A DFT study of bismuthene as anode material for alkali-metal (Li/Na/K)-ion batteries

The buckled Bismuthene (b-Bi) has attracted the researchers owing to its exceptional properties. The first-principles calculations were utilized to investigate application of b-Bi in lithium-, sodium- and potassium-ion batteries. The respective values of adsorption energies of Li, Na and K atoms were found as 2.70 eV, 2.94 eV and -3.45 eV for b-Bi which point to good stability in the lithiation, sodiation and potassiation processes. The fully lithiated, sodiated and potassiated structures exhibited theoretical capacity of 2276 mAh g(-1), 2149 mAh g(-1), and 1896 mAh g(-1) for Li, Na and K respectively which are higher than that of commercially available graphite anode. The value of diffusion barrier calculated using CI-NEB is reasonably lower than that of contemporary materials.

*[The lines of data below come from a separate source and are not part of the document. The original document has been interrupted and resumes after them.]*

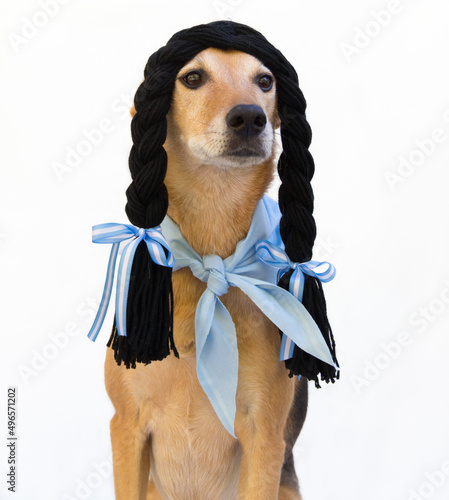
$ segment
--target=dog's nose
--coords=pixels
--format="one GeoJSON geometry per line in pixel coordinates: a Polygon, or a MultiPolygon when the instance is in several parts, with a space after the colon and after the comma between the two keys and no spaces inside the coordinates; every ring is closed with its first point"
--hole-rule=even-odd
{"type": "Polygon", "coordinates": [[[237,135],[252,137],[264,130],[267,117],[263,109],[256,104],[239,104],[226,115],[226,124],[237,135]]]}

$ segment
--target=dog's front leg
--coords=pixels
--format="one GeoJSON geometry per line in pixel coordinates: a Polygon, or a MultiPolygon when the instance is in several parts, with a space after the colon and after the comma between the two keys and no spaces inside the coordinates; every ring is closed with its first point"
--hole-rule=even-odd
{"type": "Polygon", "coordinates": [[[145,500],[150,475],[148,436],[117,414],[111,420],[116,500],[145,500]]]}
{"type": "Polygon", "coordinates": [[[277,383],[259,388],[257,402],[237,411],[236,434],[242,448],[239,500],[277,500],[284,461],[284,428],[294,382],[282,373],[277,383]]]}
{"type": "Polygon", "coordinates": [[[282,433],[248,433],[240,439],[239,500],[277,500],[285,444],[282,433]]]}

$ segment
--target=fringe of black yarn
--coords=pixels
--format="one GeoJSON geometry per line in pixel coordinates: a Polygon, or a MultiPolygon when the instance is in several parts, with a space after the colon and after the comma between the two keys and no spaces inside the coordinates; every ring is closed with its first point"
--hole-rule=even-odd
{"type": "MultiPolygon", "coordinates": [[[[278,286],[288,290],[290,276],[292,273],[293,270],[284,274],[280,279],[278,286]]],[[[326,300],[324,298],[322,284],[318,279],[313,278],[312,276],[305,275],[304,277],[305,283],[302,304],[313,317],[327,346],[329,347],[332,359],[335,364],[339,366],[335,352],[335,340],[327,318],[326,300]]],[[[282,334],[280,330],[279,333],[282,334]]],[[[319,383],[319,375],[321,375],[321,380],[327,383],[334,383],[335,379],[340,377],[339,371],[337,371],[333,366],[315,358],[311,354],[303,351],[297,345],[295,345],[292,358],[285,361],[285,366],[288,370],[290,370],[290,377],[301,375],[308,380],[313,380],[317,388],[321,387],[319,383]]]]}
{"type": "Polygon", "coordinates": [[[161,361],[172,350],[179,358],[173,339],[172,269],[155,264],[142,241],[134,256],[128,291],[127,336],[114,327],[108,347],[118,365],[135,368],[136,363],[161,361]]]}

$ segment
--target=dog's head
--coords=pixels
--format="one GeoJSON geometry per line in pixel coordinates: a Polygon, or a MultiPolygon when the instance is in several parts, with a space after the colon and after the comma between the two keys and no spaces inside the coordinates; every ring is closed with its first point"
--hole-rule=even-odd
{"type": "Polygon", "coordinates": [[[164,148],[189,164],[250,167],[273,157],[279,124],[272,72],[244,52],[209,48],[177,75],[164,148]]]}

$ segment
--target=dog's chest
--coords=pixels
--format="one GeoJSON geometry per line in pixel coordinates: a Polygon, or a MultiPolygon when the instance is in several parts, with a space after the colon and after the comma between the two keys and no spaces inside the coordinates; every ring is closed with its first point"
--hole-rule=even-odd
{"type": "Polygon", "coordinates": [[[169,356],[154,368],[148,431],[151,475],[159,491],[166,498],[235,498],[240,445],[199,385],[195,356],[169,356]]]}
{"type": "MultiPolygon", "coordinates": [[[[240,444],[223,427],[196,374],[195,311],[205,288],[189,269],[174,273],[174,332],[180,359],[172,354],[146,367],[151,473],[167,498],[237,497],[240,444]]],[[[237,332],[237,412],[250,414],[264,405],[264,377],[279,370],[279,334],[240,290],[230,288],[220,300],[237,332]]]]}

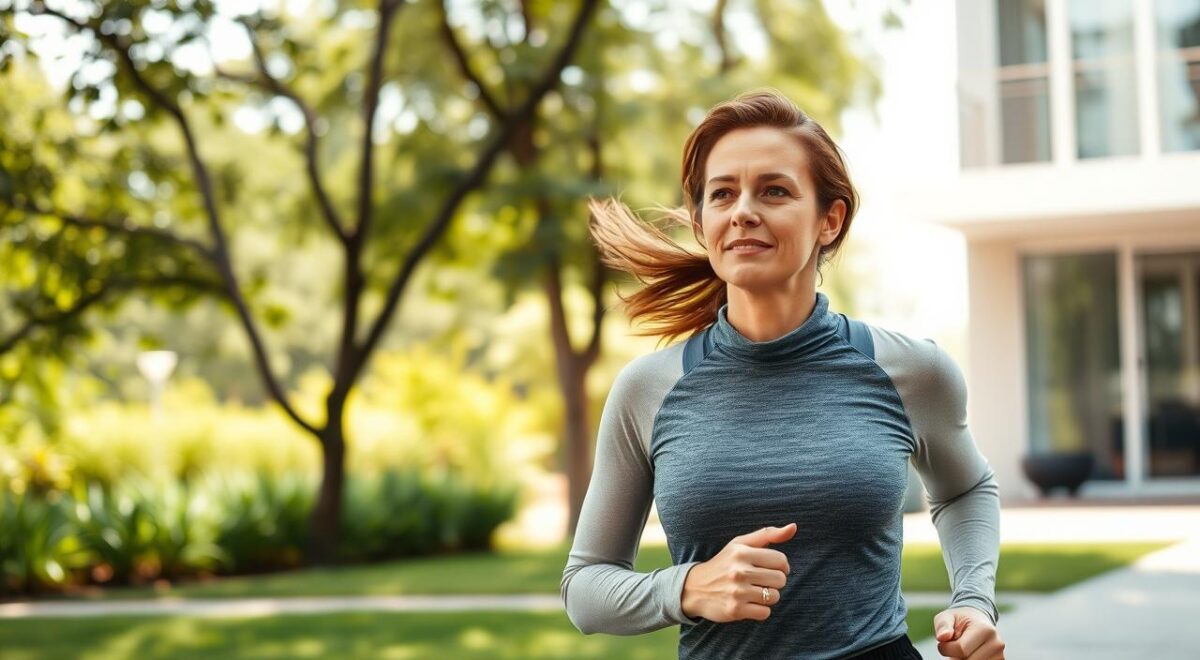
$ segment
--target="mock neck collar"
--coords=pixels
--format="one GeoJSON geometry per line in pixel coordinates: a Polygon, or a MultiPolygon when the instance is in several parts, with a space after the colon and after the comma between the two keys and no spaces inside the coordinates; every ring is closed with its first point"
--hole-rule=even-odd
{"type": "Polygon", "coordinates": [[[829,298],[817,292],[816,304],[808,319],[787,334],[752,341],[729,323],[729,303],[717,310],[713,323],[713,341],[724,352],[750,362],[778,362],[804,357],[820,348],[837,334],[837,315],[829,311],[829,298]]]}

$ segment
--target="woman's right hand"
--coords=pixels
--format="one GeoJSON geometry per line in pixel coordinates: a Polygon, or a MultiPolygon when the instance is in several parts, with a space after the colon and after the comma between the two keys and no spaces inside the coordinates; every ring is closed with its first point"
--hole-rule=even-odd
{"type": "Polygon", "coordinates": [[[683,583],[681,605],[689,617],[715,623],[763,621],[779,602],[779,589],[791,572],[787,555],[768,549],[796,535],[796,523],[736,536],[717,556],[693,566],[683,583]],[[767,587],[763,603],[762,588],[767,587]]]}

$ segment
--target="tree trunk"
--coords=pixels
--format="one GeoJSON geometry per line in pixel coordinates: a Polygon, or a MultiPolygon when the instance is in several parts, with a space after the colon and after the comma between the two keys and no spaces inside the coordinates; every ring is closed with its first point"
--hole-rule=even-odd
{"type": "Polygon", "coordinates": [[[321,488],[309,520],[308,563],[327,565],[337,560],[342,520],[342,492],[346,481],[346,436],[341,410],[330,411],[321,431],[321,488]]]}
{"type": "Polygon", "coordinates": [[[592,479],[592,429],[588,419],[587,374],[583,361],[569,360],[559,369],[564,412],[567,468],[567,535],[575,535],[583,496],[592,479]]]}
{"type": "MultiPolygon", "coordinates": [[[[563,399],[563,437],[567,475],[567,535],[574,536],[583,508],[583,496],[592,478],[592,428],[588,419],[587,375],[595,363],[596,346],[583,353],[571,345],[567,328],[567,310],[563,305],[562,272],[557,259],[550,259],[543,284],[550,303],[550,337],[554,342],[555,373],[563,399]]],[[[593,330],[595,344],[599,324],[593,330]]]]}

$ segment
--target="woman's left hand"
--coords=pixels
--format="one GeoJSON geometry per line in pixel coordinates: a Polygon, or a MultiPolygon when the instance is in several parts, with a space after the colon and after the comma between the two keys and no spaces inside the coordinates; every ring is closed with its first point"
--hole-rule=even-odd
{"type": "Polygon", "coordinates": [[[1004,660],[1004,641],[991,617],[974,607],[952,607],[933,617],[938,653],[951,660],[1004,660]]]}

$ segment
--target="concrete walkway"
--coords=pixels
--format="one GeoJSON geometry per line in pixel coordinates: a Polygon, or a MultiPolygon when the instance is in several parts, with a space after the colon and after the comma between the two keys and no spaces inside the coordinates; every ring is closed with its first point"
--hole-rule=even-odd
{"type": "MultiPolygon", "coordinates": [[[[1024,607],[1044,594],[1003,594],[1001,603],[1024,607]]],[[[944,607],[946,593],[906,593],[911,607],[944,607]]],[[[160,598],[118,601],[32,601],[0,603],[0,619],[33,617],[82,618],[97,616],[248,617],[328,612],[463,612],[562,610],[556,594],[511,596],[324,596],[291,598],[160,598]]]]}
{"type": "MultiPolygon", "coordinates": [[[[1197,536],[1002,614],[1005,656],[1200,658],[1200,528],[1186,531],[1197,536]]],[[[917,649],[927,660],[942,657],[932,640],[917,649]]]]}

Our findings such as storage capacity, low open circuit voltage (OCV) and diffusion energies are better than the commonly studied 2D materials which makes b-Bi a favorable candidate as an anode material for said rechargeable batteries.

Automated summary

The buckled Bismuthene (b-Bi) shows good stability and theoretical capacity in lithium-, sodium- and potassium-ion batteries, surpassing commercially available graphite anodes. Its diffusion barrier values are relatively lower, making it a favorable candidate as an anode material for rechargeable batteries.